De Mistura added that he has asked other countries with influence on the opposition parties to have them stick to the cease-fire and not provoke the other side.
“They do not have airplanes but they can do something similar in terms of reducing any type of provocation on any side to give a better chance to the intra-Syrian talks not to be affected by breakdowns.”
The U.N. envoy warned that there were, what he called “spoilers,” who would try to provoke one side or the other to walk out of the talks or to refuse to talk.
“We will try to control it,” he said. “It is time to talk and fight on the table, through the table, but not in the field.”
Since beginning in March 2011, Syria’s civil war has killed around 400,000 people, displaced more than six million inside Syria, half of them children and prompted nearly five million to flee as refugees into neighboring countries. An estimated 13.5 million people need humanitarian assistance.
De Mistura said the more inclusive the talks, the better the chance of success. The envoy noted that he was unable to get the assent of the parties to include women, who make up 52 percent of the Syrian population, in the talks.
Therefore, he said, he has established a Syrian Women’s Advisory Board to participate in the talks in a consultative capacity.
“The first meeting of today was with a group of seven women — Syrian women,” he said. “All of them united by one fact - they’re being either detainees or tortured or abducted. Or they have their mothers, daughters or wives of detainees or abducted people."
“Detainees are those by the government — thousands — and abducted are those by the opposition,” he said. “We should never forget the suffering of so many Syrians on one side and the other too during this conflict.”
US role unclear
De Mistura said he was not sure what role the United States would play in the negotiations, but understood that the new Trump administration needed time to devise a new strategy.
”They have announced that they want to revisit their strategy regarding the fight against Daesh, IS, and that by implication what they are doing in Iraq and in Syria…So, I would say let us wait for that,” said de Mistura, using acronyms for Islamic State.

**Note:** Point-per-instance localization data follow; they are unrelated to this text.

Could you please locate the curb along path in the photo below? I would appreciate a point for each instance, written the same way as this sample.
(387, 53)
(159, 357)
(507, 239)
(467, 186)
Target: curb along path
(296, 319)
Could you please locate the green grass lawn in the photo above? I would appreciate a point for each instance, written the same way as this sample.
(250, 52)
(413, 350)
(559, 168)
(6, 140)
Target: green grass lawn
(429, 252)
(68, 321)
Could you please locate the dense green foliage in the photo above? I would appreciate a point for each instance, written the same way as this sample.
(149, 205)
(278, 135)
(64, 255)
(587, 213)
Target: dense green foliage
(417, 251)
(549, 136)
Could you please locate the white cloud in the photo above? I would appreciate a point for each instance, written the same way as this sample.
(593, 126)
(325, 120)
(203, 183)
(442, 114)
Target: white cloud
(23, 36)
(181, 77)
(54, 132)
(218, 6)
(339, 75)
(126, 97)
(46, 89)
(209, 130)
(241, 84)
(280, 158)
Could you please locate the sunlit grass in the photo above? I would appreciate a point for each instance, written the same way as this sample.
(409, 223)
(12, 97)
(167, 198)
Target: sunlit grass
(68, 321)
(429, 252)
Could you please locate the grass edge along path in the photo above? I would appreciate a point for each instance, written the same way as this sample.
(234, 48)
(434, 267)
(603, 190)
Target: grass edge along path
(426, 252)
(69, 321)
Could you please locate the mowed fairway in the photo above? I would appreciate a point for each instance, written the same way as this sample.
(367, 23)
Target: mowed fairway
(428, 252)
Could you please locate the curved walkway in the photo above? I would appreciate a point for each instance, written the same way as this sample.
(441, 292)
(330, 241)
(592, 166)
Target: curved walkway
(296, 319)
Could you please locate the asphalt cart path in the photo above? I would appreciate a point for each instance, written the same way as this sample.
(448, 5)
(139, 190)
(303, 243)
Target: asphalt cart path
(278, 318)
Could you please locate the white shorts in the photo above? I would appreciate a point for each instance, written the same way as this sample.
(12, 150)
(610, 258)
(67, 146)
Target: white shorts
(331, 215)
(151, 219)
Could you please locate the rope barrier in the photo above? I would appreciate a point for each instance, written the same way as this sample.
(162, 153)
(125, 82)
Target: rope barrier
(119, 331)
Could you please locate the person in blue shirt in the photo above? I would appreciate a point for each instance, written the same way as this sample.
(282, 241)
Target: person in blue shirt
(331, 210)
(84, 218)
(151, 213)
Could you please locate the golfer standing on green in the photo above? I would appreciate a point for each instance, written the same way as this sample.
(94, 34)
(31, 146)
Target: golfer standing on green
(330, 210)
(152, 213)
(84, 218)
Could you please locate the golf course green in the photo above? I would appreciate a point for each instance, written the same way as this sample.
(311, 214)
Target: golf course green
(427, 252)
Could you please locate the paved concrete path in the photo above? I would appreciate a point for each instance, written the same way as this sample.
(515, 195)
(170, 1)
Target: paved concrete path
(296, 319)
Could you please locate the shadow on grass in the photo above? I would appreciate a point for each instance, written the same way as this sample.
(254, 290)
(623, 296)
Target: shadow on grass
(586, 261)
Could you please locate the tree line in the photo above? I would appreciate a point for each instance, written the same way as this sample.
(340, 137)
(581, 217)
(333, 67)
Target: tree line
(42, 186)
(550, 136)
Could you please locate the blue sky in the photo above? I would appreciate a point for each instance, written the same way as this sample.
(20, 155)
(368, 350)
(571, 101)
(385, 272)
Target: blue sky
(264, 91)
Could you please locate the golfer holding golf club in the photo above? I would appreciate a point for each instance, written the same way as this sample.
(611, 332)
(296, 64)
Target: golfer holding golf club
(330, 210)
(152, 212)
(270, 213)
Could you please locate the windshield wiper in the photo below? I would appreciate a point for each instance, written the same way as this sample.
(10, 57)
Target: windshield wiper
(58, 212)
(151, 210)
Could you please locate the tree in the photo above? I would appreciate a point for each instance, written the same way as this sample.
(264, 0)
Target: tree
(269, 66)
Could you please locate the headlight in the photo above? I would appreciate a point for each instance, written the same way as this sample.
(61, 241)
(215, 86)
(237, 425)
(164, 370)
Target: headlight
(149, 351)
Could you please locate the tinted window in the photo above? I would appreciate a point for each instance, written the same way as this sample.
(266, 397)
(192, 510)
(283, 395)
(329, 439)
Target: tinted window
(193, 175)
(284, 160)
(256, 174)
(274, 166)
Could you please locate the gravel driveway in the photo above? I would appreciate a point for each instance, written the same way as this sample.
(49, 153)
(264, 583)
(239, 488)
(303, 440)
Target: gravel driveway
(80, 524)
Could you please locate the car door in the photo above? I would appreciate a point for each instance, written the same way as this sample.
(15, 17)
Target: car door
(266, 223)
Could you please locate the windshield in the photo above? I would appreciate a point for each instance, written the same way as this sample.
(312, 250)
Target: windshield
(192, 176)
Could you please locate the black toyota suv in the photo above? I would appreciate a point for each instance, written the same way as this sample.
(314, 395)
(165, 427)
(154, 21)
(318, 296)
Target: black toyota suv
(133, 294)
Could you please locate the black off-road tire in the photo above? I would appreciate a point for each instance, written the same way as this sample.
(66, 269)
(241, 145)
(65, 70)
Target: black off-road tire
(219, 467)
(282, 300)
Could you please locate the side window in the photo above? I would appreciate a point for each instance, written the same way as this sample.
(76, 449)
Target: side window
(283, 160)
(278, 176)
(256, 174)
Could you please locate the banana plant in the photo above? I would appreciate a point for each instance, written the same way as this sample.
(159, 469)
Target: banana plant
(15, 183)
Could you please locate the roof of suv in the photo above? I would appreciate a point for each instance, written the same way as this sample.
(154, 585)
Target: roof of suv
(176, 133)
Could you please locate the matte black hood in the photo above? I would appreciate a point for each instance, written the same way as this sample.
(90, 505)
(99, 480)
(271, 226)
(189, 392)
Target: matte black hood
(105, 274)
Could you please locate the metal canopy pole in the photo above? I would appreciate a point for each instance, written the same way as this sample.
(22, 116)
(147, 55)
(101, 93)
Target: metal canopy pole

He noted, however, that the U.S. official who had attended previous intra-Syrian talks also would be present at this round. “So, I am convinced that they will be very supportive with whatever we try to do.”
The U.N. envoy said he would begin with a series of bilateral talks to discuss how to proceed with the negotiations.
In previous rounds, the parties held indirect talks, with de Mistura shuttling from one delegation to the other. It is not clear if this system will continue or if the delegations will agree to meet face-to-face.
De Mistura said the agenda will focus on three items: the establishment of a credible, inclusive and non-sectarian governance, the drafting of a new constitution, and free and fair elections under U.N. supervision.
The envoy said he will not agree to any preconditions and fully expected the talks to be serious and substantive.
“Am I expecting a breakthrough? No, I’m not expecting a breakthrough. But, I am expecting and determined for keeping a very proactive momentum,” he said.
“We have to…outpace those few but clear spoilers with the momentum on the political track, and I think we can aim at that.”